# Time Series Data Analysis For Air Quality using Auto Regressive Model

# Air Quality in Dar es Salaam

In [3]:
# Import libraries here
import warnings 
warnings.simplefilter(action="ignore", category=FutureWarning) 
import inspect
import time
import warnings

import matplotlib.pyplot as plt
import pandas as pd
# import plotly.express as px
import seaborn as sns
from IPython.display import VimeoVideo
from pymongo import MongoClient
from sklearn.metrics import mean_absolute_error
from statsmodels.graphics.tsaplots import plot_acf, plot_pacf
# from statsmodels.tsa.arima.model import ARIMA

warnings.filterwarnings("ignore")

# Prepare Data
### Connect

#### Task 1: 
Connect to MongoDB server running at host "localhost" on port 27017. Then connect to the "air-quality" database and assign the collection for Dar es Salaam to the variable name dar

In [13]:
client = MongoClient(host="localhost",port=27017)
db = client["air-quality"]
dar = db["dar-es-salaam"]

### Task 2: 
Complete the wrangle function below so that the results from the database query are read into the DataFrame df.

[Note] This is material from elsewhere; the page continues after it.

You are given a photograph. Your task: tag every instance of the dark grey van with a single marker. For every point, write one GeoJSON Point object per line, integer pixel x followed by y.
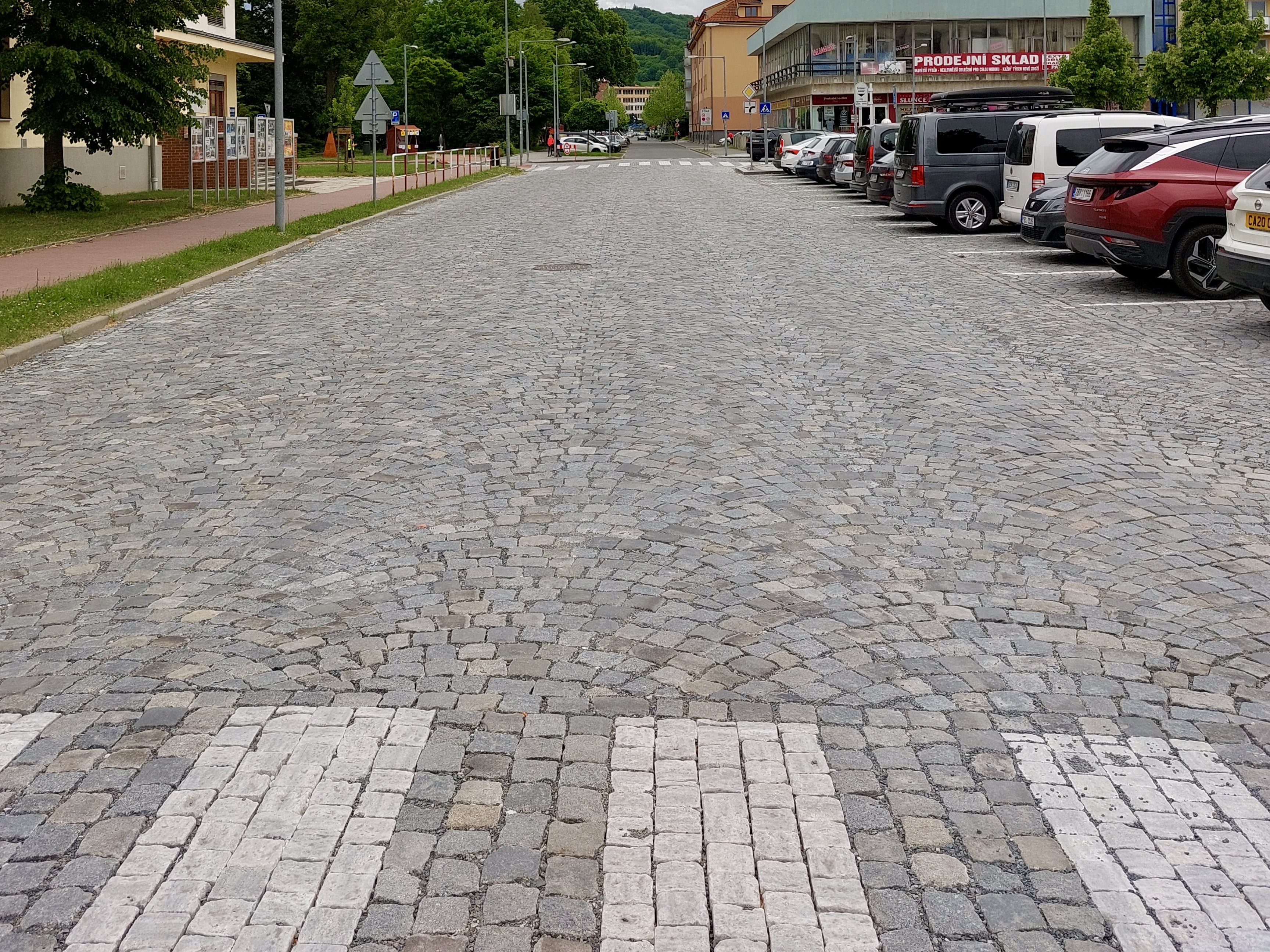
{"type": "Point", "coordinates": [873, 143]}
{"type": "Point", "coordinates": [948, 164]}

Be sure that the index of df is the "timestamp" from the results.

In [9]:
def wrangle(collection):
    results = collection.find(
        {"metadata.site": 29, "metadata.measurement": "P2"},
        projection={"P2": 1, "timestamp": 1, "_id": 0},
    )
    df = pd.DataFrame(results).set_index("timestamp")
    
    df.index=df.index.tz_localize("UTC").tz_convert("Africa/Nairobi")
    
    df=df[df["P2"]<500]
    
    df=df["P2"].resample("1H").mean().fillna(method="ffill").to_frame()
    
    df["P2.L1"]=df["P2"].shift(1)
    df.dropna(inplace=True)

    return df

### Task 3:
Use your wrangle function to read the data from the nairobi collection into the DataFrame df.

In [24]:
# df = wrangle(dar)
# df.head(10)

### Explore

##### Task 4:
Determine the numbers assigned to all the sensor sites in the Dar es Salaam collection. Your submission should be a list of integers.

In [25]:
sites = dar.distinct("metadata.site")
sites

#### Task 5: 
Determine which site in the Dar es Salaam collection has the most sensor readings (of any type, not just PM2.5 readings). You submission readings_per_site should be a list of dictionaries that follows this format:

[{'_id': 6, 'count': 70360}, {'_id': 29, 'count': 131852}]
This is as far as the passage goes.